As explained in the seven-page document, D.C. Public Schools (DCPS) can give in-person teaching assignments in cases when family demand exceeds teacher availability, to employees who opted out for Terms 3 and 4. The only exceptions would involve those who have already been approved for leave or workplace accommodations.

The same section of the MOA also reserves WTU leadership, starting Feb. 1, the right to revisit the terms of the agreement due to unforeseen circumstances that occur throughout the pandemic. Davis said that, given the rise in local and national COVID-19 cases, and rumblings about a post-holiday resurgence, DCPS leadership has much to consider.

“Term 2 is going to end on Jan. 31,” she told The Informer. “I can’t imagine with the surge in cases that DCPS is going to push to open in February. This is the period that comes immediately after the winter break. Parents are going to be concerned about sending their kids for in-person learning.”

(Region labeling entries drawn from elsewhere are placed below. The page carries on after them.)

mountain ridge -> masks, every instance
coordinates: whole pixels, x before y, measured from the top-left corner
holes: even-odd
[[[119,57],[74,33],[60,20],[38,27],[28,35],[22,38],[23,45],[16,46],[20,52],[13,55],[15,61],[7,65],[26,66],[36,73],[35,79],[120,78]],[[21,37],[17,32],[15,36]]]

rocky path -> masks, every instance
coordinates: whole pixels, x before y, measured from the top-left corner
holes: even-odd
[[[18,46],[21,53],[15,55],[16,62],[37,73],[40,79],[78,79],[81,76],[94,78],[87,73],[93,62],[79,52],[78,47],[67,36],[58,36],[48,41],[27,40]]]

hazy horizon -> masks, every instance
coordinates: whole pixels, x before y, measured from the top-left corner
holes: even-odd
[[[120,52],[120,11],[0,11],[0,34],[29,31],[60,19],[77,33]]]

Over the weekend, District health officials recorded nearly 140 new COVID-19 cases, bringing the local positive case total to 26,740.

In early December, weeks after Bowser reneged on launching Term 2 phased in-person learning, data released by District health officials showed that universities, schools, and daycare facilities counted among a significant portion of the sites where COVID-19 outbreaks, defined as cases recorded in the same place within a two-week period, took place.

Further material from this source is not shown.